I often go back to these words because they give me a sense of comfort. Since I’m an artist, I understand all the potential New York has for inspiring me, and how it is juicy with a creative element my soul absolutely craves. I can feel the creativity that flows through it. And yet, I have not been satisfied and I continually long to return. When I explore the island on foot I can feel myself absorb its life force with every step I take, and at times I can almost compare it to having a religious experience. Silly, I know, but I can’t help myself.

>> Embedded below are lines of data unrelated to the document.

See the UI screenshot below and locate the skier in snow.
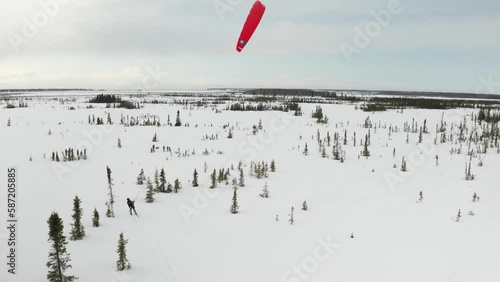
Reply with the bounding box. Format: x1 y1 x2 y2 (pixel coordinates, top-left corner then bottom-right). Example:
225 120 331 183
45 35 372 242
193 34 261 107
127 198 137 215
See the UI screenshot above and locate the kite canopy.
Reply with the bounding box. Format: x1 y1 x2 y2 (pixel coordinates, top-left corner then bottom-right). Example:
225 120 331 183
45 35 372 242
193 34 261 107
236 0 266 52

I had such a experience this past weekend when I made a trip uptown to visit the Dakota apartments. I also wanted to walk across the street to Strawberry Fields in Central Park to see Yoko Ono’s beautiful, but simple IMAGINE memorial to John. When I walked up the subway stairs and got to the street level there it was-in all it’s magnificent glory the Dakota towered, hauntingly owning the corner of 72nd and Central Park West. I can’t completely explain the feelings that pulsed through me. I was awestruck and in some way jealous of the choice few who get the honor of inhabiting such a historic, lush residence. I want to live there. I caught a glimpse of Connie Chung through the large, black entry gate where Lennon was shot, and a few moments later another mysterious elderly resident pulled up in a taxi, paid the driver and hobbled in through the black gate with his wife. I must be crazy because just being in the shadow of that building left me feeling numb. I was like a little kid, wishing to just get in and explore the creepy attic and secret places. I longed to know who lived there and see the beautiful interior. I imagined living there, having beautiful views of Central Park through all the seasons and having the city there all the time to be my muse. How lucky some folks are.
What ever it is that New York City has that stirs my soul will continue to draw me back time and time again. I will never tire of it. I will always carry it in my heart and like Julia Cameron says, art brings me here. I too, am obedient. I arrive each time in New York City carrying my dreams in my heart, and someday I hope to carry them in my suitcase. One day I hope to live there. It’s my next dream. It will come true. I can wait patiently, after all, good things come to those who wait.